各種症例トップへ各種症例トップへ 以下の内容は漢方や伝承医学を礎とし、開業以来25年間、遠赤外線療法を専門とする遠赤療導院での経験と考察から、個人的に導かれたことを記述したものです。

肺気胸

【気胸とは】
気胸とは肺や気管支、食道、胸壁などの損傷により空気が肺以外の胸腔へ入り込んだ状態をいいます。特に肺に穴があいて空気が胸腔に流入したものを肺気胸といいます。
胸腔への漏気が多いと肺を圧迫して呼吸を妨げることとなり、時には呼吸困難からショック状態に陥ることもあります。
気胸発症に伴い損傷部から多く出血しますと血胸(血液が胸腔内に溜まる)が併発します。
更に血胸が感染症を起こすと膿胸
(膿が胸腔内に溜まる)へと悪化することもあります。

【気胸の定説的原因と一般的な治療法】
  1. 突発性気胸(自然気胸ともいいます)
    特に原因となる疾患はなく、原因不明と診断されることが多くあります。
    直接の原因として、クシャミなどで腹圧が高まったために発生したものであり、痩せ型の若い男性に多くみられます。
    治療法としては胸腔に注射針を挿入して空気を抜きます。気胸している空気の量が多いため肺を圧迫している時は胸腔にチューブを挿入して吸収器で排気します。
    これらの術後は感染症の予防を行い、それ以降は具体的な治療はなく、経過を観察します。
  2. 続発性気胸
    事故による外傷、または胸部の疾患(喘息、結核、肺化膿症、肺がん、胸部への放射線照射など)が原因となっているものをさします。
    治療法としては前記の突発性気胸(自然気胸)に準じます。
    外傷によるものは必要に応じて開胸手術を行い損傷個所の縫合をします。 外傷による気胸の予後は良好に推移します。
    胸部に疾患があるために気胸が起こる際にはその疾患の治療を行いますが、予後は疾患により異なります。
【気胸の本質的原因】

気胸は前述の原因によって起こると一般的に考えられていますが、本質的な原因はすべて、関係臓器や器官の細胞劣化または細胞同士の結合力の低下です。(事故等による外傷を除く)つまり細胞や細胞間の密着が弱くなっているために突発的な内圧に耐えられず損傷して気胸となる。
あるいは何らかの疾患の進行により細胞が不良となり自ら損傷して気胸となるのです。
この本質的な原因を踏まえたならば、治療または予防をする事は時間が必要となりますが可能なこととなります。
一般的な治療法は前述の通り、対症療法が主体となりますが、遠赤外線療法を併用したならば、新陳代謝の活性が期待できるため本質的な改善と治癒に導くことが可能になると考えます。

【遠赤外線療法と気胸】

遠赤外線療法は五臓六腑の働きを整えて、自然治癒力を強化します。
遠赤外線療法の有効性を具体的にいくつか列記しますと
  1. 消化器の活性
    胃腸を丈夫にして元気な細胞を造るために必要な栄養の消化吸収を高めます。特に細胞同士の結着に不可欠なコラーゲンの吸収と生成により細胞を強化して損傷を予防します。
  2. 血行促進
    全身への血流を改善して細胞単位で健康を強化します。
  3. 副腎の強化、ホルモンの健全化
    痩せ型の若い男性に気胸が多くみられるわけですが、痩せ型である意味は副腎の働きが弱く、副腎皮質ホルモンの分泌が低下しているためです。

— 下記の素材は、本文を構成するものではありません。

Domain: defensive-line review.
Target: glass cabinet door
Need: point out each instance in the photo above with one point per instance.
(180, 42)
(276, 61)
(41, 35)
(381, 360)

    そして、男性であることの意味は男性ホルモンが関与している可能性を示唆しています。
  4. 急激な腹圧上昇の予防
    腹圧が上昇する理由は咳(せき)やクシャミです。
    咳は喘息や風邪が原因となりますが遠赤外線療法は喘息の改善に有効、そして風邪をひかない抵抗力の高い健康で丈夫な身体を創ります。
    また、クシャミは鼻炎などが代表的ですが、やはり遠赤外線療法は喘息も含め、アレルギーの改善に有効です。
続発性気胸は原因となっている疾患の入療方法を参考とする。
入療前後に良質な水を1〜2杯飲む。
食事はたんぱく質とコラーゲンの摂取を心がける。
また、耳介療法は気胸の多くの原因となる細胞や細胞間物質を強化することができますので遠赤外線療法との併用は改善促進と予防、そして療護に有効です。